If the authors are right, this could undermine the validity of all citation analyses carried out worldwide based on data from Scopus and Web of Science. However, are the authors right? Elsevier and Clarivate Analytics, the producers of Scopus and Web of Science, both claim that the IEEE paper is flawed. They state that their reference matching algorithms are insensitive to the presence of hyphens in article titles. Of course, the business interests of Elsevier and Clarivate Analytics are threatened by the paper, so they have an interest in rejecting the conclusions of the paper. This makes clear that there is a need for a more independent perspective on the IEEE paper, which we aim to offer in this blog post.

On average, the larger the number of hyphens in the title of an article, the lower the number of citations received by the article. (Source: University of Hong Kong)

Should we believe the IEEE paper?

The IEEE paper looks impressive. It has been accepted for publication in a journal that seems to have a good reputation. The paper presents many different analyses, apparently showing the robustness of the authors’ findings. Studies like this one may suffer from confusion of correlation and causality, but the authors explicitly discuss this point, suggesting that they are well aware of this important methodological issue.
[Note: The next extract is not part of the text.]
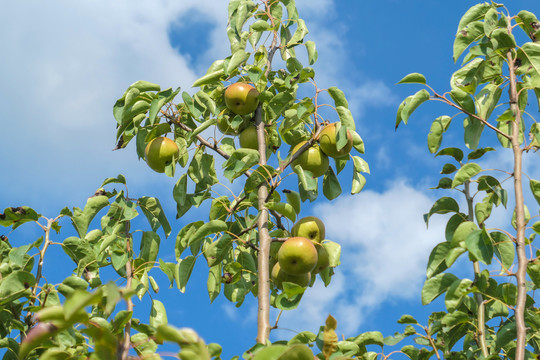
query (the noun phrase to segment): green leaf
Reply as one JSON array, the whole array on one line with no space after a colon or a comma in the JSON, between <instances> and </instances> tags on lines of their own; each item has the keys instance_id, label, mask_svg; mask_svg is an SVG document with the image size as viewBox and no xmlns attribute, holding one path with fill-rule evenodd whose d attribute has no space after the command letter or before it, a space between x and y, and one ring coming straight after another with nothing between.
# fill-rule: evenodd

Nevertheless, the IEEE paper is deeply flawed. The authors make basic mistakes in confusing correlation and causality, despite their claim not to make this error. They compare citation counts of articles with and without hyphens in the title. Based on the observation that articles with hyphens in the title on average receive fewer citations than articles without hyphens in the title, they conclude that the reference matching algorithms of Scopus and Web of Science do not handle hyphens properly. The authors analyze a few confounding factors (e.g., the field of research and the publication year of an article) and observe that these factors do not explain the observed differences in citation counts. However, many other confounding factors (e.g., the type of study, for instance methodological vs. empirical studies, or the level of experience of the authors) are not considered, and therefore the strong causal conclusions drawn by the authors are not justified.

Another deeply problematic element in the IEEE paper is the analysis of journal impact factors. The authors claim that journal impact factors are affected by the alleged shortcomings of the reference matching algorithm of Web of Science. However, anyone familiar with the calculation of journal impact factors will understand that this is impossible. To calculate journal impact factors, citations are counted directly at the level of journals, not at the level of the individual articles within a journal. Only the name of the cited journal and the publication year of the cited work matter when counting the number of references citing a particular journal. The approach taken by Clarivate Analytics to calculate journal impact factors is well known and has been subject of considerable debate. Apparently, the authors of the IEEE paper are completely unaware of this.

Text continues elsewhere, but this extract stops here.